Where do ideas for exhibit components come from? This is a question I get asked all the time. Here at PEM, the answer is “from the content and the team.” So, to celebrate the opening of Impressionists on the Water, here’s a photographic record of the development of one idea: The studio boat.
A central theme of our new exhibition is the intimate relationship between the artists and the waterways of France. Their experience with watercraft had a profound impact on their art. Some like Monet and Daubigny used small boats as floating studios to get out onto the water. Others, like Caillebotte, were experienced sailors. Of all the major pre-Impressionist and Impressionist artists, only Cezanne and Degas lacked boating connections. Roughly 85 percent of the artists had nautical roots. Impressionists on the Water brings together a unique collection of artworks that help explore an aspect of Impressionism that may be unfamiliar to many people.
Since a major theme of the exhibition had to do with direct experience of being on the water, we thought it would great if we could give visitors a waterline view. The exhibition has several artworks depicting studio boats. Could we make our own and figure out a way to capture some of that feeling of being an artist creating on the water? A large-scale projection of a waterway viewed from inside a constructed boat could be done. And if we captured a time-lapse film of an artist actually painting in an Impressionist style and displayed it on a canvas in the boat, you could see the natural world, and how it was translated onto a canvas!
Below are my first embarrassingly crude sketches of what a studio boat might look like based on Manet’s paintings of Monet’s studio boat.
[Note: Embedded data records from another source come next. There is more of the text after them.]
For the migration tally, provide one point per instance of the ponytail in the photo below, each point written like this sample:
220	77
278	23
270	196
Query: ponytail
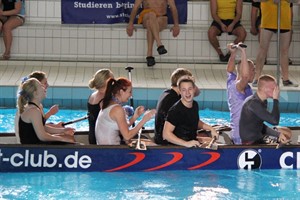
113	87
108	93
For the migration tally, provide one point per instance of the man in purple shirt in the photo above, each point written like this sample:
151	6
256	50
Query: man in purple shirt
238	88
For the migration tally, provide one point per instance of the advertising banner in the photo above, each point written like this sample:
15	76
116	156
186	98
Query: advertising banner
107	11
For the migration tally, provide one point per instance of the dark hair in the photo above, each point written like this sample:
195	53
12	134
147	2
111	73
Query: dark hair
177	74
113	87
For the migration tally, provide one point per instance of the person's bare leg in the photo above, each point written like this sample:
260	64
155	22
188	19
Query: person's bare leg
212	33
8	27
265	38
150	22
284	54
240	34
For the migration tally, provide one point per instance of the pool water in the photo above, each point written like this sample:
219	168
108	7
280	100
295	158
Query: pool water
164	185
211	117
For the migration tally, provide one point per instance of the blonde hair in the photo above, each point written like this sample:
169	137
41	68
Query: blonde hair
39	75
26	92
100	78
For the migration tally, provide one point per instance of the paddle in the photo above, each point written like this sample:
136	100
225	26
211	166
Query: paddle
129	68
74	121
141	145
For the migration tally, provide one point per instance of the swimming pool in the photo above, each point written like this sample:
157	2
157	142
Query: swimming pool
165	185
209	116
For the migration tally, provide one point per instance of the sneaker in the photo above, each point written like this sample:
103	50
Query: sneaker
150	61
289	83
161	50
254	83
224	58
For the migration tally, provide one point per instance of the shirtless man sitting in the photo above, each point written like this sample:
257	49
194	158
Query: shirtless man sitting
154	19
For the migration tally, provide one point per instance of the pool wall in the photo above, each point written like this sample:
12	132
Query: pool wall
76	98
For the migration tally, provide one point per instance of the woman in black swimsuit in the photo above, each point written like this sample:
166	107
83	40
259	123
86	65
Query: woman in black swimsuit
32	129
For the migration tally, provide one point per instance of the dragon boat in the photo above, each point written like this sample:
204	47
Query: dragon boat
121	158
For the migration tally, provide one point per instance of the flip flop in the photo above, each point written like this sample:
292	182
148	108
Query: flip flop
150	61
161	50
6	56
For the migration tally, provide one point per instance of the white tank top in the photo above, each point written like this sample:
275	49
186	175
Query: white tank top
107	130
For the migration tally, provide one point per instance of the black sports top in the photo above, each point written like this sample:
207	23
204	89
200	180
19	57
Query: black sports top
27	132
93	111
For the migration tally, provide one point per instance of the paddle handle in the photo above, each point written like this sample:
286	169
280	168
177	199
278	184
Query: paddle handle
74	121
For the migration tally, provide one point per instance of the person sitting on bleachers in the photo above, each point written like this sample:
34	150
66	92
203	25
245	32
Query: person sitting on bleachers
12	15
226	16
154	18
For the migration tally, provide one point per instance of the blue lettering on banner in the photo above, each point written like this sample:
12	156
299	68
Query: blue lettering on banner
107	11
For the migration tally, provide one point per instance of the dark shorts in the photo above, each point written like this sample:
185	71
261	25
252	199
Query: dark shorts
227	22
257	23
275	30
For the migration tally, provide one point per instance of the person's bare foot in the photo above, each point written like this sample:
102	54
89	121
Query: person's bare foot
6	56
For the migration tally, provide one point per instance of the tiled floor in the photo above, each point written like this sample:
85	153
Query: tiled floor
77	74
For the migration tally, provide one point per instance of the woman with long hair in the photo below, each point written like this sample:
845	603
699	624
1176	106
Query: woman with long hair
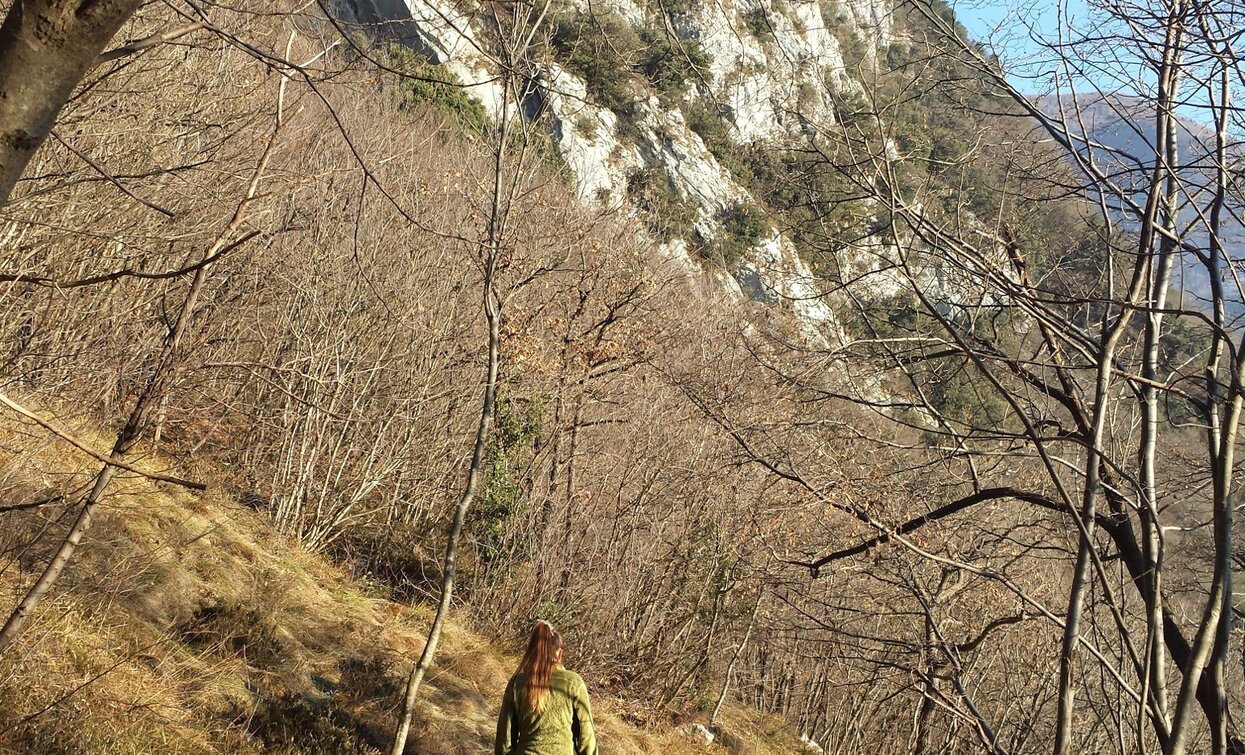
545	709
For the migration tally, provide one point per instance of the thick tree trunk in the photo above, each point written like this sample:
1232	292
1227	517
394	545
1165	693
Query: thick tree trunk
46	47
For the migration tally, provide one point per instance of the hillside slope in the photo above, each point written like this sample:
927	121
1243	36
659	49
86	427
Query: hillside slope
189	624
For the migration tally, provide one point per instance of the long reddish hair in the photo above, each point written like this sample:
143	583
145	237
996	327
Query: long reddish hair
538	664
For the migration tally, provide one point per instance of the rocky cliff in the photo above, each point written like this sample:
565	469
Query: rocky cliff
624	81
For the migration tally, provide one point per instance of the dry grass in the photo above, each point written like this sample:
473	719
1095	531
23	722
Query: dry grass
188	624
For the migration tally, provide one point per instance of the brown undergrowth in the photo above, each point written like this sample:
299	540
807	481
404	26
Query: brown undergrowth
188	624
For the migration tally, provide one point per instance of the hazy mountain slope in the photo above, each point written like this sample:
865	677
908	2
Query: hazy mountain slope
1117	132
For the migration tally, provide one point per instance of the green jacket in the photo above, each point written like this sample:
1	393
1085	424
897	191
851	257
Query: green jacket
565	726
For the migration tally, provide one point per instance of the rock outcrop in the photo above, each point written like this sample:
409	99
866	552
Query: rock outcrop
772	70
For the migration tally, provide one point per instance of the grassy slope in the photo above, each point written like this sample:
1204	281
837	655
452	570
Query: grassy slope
188	624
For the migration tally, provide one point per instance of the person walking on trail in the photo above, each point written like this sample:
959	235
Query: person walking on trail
545	709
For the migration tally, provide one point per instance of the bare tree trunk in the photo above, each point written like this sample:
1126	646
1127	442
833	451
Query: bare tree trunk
136	422
735	659
473	475
46	47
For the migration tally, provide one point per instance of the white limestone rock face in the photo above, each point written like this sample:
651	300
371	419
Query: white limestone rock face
771	80
775	273
587	138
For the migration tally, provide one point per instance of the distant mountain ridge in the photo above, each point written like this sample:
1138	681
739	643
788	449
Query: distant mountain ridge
1118	133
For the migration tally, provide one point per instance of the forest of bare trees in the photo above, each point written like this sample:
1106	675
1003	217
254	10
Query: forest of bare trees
265	251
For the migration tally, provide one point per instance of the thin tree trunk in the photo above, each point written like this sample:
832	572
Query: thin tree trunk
136	422
735	659
473	474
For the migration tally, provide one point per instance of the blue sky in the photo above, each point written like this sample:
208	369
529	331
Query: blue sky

After some initial discussions about floor space and budget, I sketched a couple of ideas of a boat with a canvas cabin you would walk into from the stern and by looking out through the front you could see the boat’s bow and a canvas on an easel. In front of the boat, a large curved screen would display high-definition video of different waterway scenes.
Making it Real
As we researched studio boats more, and thought more concretely about trying to make the concept work, we quickly realized that my Monet-based idea would require too much space. Instead we turned our idea around 180 degrees and focused on Daubigny’s sketches of his studio boat where the view is constrained within a neat rectangular frame. As an added bonus, Daubigny actually sketched the interior of his own boat, so we could reproduce what was in there in addition to the painting supplies; pots and pans, coffee grinder, vegetables and all the things you’d need to live on the water.
Finding the footage
The moving images on the big screen would be the thing that would make or break the experience. We spent quite a while researching existing video of French waterways without finding anything we could use. We needed the view to be filmed from a fairly low vantage point, and wanted scenes that would appeal to a painter. In the end, after a brief flirtation with the idea of going to France, renting a boat and getting what we wanted, we decided to explore more local options. Chip Van Dyke, our media production manager, felt confident that he could find us enough interesting views along area waterways to satisfy the team. So over the next month or two, he spent weekend mornings and evenings hanging out of canoes and kayaks looking for scenic vistas. Read about that experience in this post.
Below are some of Chip’s test shots from various waterways.
As the hunt for video footage was underway, we started another hunt. Finding an artist able to paint in the manner we wanted, in the timeframe we wanted, and with a camera hanging over his or her shoulder, was a tall order. Luckily, PEM has many friends in the arts. In the end, we commissioned Nantucket-based artist Lisa Sawlit to create the three small oil paintings that would appear on the canvas. Lisa was able to grasp what we were trying to do, and more importantly, saw the whole project as an interesting experiment that would be kind of fun. A sense of humor is a great aid when you’re trying new things, and Lisa was a real trouper.